= P. and S. v. Poland =

P. and S. v. Poland is a decision by the European Court of Human Rights in which the court ruled that the state of Poland had improperly hindered a 14-year-old girl in Lublin, P., from her right to an abortion. The other plaintiff in the case was S., her mother, born in 1974.

P. had become pregnant in 2008. Polish law allows abortion if the pregnancy is the consequence of a criminal act. In accordance with the law, on 20 May 2008, P. received a certificate from the public prosecutor attesting that she could get an abortion because she was fourteen, and sexual intercourse with minors below the age of fifteen is a crime. P. and S. went to two hospitals in Lublin to have an abortion performed, but the hospitals refused. A gynecologist at one of the hospitals brought her to see a Roman Catholic priest without asking her permission, and the priest urged her not to have an abortion. Following an argument with S., the gynecologist refused to perform the abortion. Hospital officials issued a press release about the case, following which P.'s situation was nationally debated. After her case became publicly known, P. was harassed by anti-abortion activists.

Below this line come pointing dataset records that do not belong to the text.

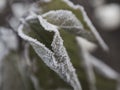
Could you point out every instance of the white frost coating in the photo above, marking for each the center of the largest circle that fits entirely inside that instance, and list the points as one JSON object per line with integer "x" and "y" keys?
{"x": 86, "y": 45}
{"x": 40, "y": 49}
{"x": 56, "y": 60}
{"x": 65, "y": 68}
{"x": 8, "y": 41}
{"x": 87, "y": 20}
{"x": 63, "y": 19}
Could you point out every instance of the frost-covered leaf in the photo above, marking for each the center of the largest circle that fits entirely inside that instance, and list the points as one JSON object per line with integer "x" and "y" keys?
{"x": 46, "y": 41}
{"x": 89, "y": 31}
{"x": 5, "y": 43}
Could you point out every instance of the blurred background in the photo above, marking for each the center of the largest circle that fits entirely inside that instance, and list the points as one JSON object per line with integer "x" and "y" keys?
{"x": 105, "y": 15}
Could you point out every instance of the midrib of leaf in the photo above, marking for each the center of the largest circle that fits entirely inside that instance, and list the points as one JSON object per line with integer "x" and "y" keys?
{"x": 47, "y": 78}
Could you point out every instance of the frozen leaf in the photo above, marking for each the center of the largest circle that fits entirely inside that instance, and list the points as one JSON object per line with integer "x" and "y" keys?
{"x": 89, "y": 32}
{"x": 46, "y": 41}
{"x": 5, "y": 43}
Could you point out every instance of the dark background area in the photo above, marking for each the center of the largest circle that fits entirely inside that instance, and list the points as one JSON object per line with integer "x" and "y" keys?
{"x": 112, "y": 38}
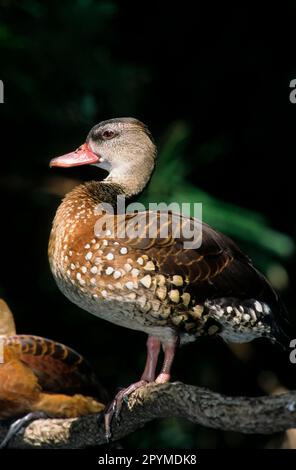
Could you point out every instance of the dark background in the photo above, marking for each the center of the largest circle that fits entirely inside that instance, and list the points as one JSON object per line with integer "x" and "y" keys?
{"x": 212, "y": 83}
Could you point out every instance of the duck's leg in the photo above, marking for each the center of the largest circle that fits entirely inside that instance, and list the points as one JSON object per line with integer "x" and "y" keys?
{"x": 153, "y": 348}
{"x": 169, "y": 350}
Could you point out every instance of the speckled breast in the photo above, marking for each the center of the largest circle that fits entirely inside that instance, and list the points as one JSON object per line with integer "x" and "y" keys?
{"x": 112, "y": 280}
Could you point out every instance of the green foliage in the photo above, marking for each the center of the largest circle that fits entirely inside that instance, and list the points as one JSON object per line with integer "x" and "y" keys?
{"x": 250, "y": 229}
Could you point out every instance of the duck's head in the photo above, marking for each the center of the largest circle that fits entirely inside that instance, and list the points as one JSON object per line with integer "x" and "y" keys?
{"x": 122, "y": 146}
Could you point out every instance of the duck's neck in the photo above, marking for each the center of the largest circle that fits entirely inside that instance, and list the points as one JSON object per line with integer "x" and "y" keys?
{"x": 132, "y": 179}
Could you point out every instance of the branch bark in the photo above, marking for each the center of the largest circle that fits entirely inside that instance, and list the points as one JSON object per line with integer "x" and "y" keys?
{"x": 263, "y": 415}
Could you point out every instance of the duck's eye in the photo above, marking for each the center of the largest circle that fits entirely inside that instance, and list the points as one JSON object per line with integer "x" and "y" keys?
{"x": 108, "y": 134}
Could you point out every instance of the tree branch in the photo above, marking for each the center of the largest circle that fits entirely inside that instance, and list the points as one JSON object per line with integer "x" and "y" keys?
{"x": 263, "y": 415}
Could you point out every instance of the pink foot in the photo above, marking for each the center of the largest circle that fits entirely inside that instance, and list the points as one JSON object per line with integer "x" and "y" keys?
{"x": 114, "y": 409}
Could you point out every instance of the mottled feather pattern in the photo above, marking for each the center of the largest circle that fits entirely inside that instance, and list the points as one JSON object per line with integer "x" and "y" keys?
{"x": 146, "y": 282}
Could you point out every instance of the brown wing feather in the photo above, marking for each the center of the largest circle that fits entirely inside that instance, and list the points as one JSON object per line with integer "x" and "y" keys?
{"x": 216, "y": 268}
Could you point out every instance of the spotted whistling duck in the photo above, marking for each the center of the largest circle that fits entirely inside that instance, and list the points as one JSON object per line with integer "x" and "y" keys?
{"x": 35, "y": 374}
{"x": 152, "y": 284}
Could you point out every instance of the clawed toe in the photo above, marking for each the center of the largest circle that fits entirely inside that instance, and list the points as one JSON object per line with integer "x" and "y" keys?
{"x": 114, "y": 409}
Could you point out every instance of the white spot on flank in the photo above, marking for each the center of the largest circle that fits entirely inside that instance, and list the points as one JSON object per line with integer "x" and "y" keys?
{"x": 146, "y": 281}
{"x": 129, "y": 285}
{"x": 258, "y": 307}
{"x": 135, "y": 272}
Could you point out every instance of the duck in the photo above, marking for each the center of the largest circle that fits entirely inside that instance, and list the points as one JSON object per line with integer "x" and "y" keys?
{"x": 146, "y": 281}
{"x": 41, "y": 377}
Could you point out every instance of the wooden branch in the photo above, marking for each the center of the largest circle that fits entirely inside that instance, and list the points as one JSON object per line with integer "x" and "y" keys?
{"x": 264, "y": 415}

P. and S. then went to a hospital in Warsaw. Doctors there expressed reluctance to perform the procedure, stating that they were under pressure not to do so. P. and S. were then taken in for police questioning, and S. accused of attempting to force P. to have an abortion. P. was then placed in a juvenile shelter, and authorities began proceedings to take custody of the girl away from S. After a complaint by S. to the Ministry of Health, P. was allowed to have an abortion in Gdańsk.

The European Court of Human Rights ruled that Poland had violated Article 3 of the European Convention on Human Rights, the "prohibition of inhuman or degrading treatment". The court stated that P.'s difficulties increased due to "the lack of a clear legal framework, procrastination of medical staff and also as result of harassment". The decision went on to note that "[t]he court was particularly struck that the authorities started criminal proceedings for illicit sexual relations against the adolescent who, according to the prosecutor and medical reports, should have been considered the victim of sexual abuse". Poland was ordered to pay €15,000 to P. and €30,000 to S., and €16,000 to each for court costs.

Following the ruling, Amnesty International urged Poland to "take urgent steps to ensure women and girls have full access to sexual and reproductive health". The Irish Times stated that the decision had implications for Ireland, which had a pending case regarding a failure to provide a legal framework for abortion.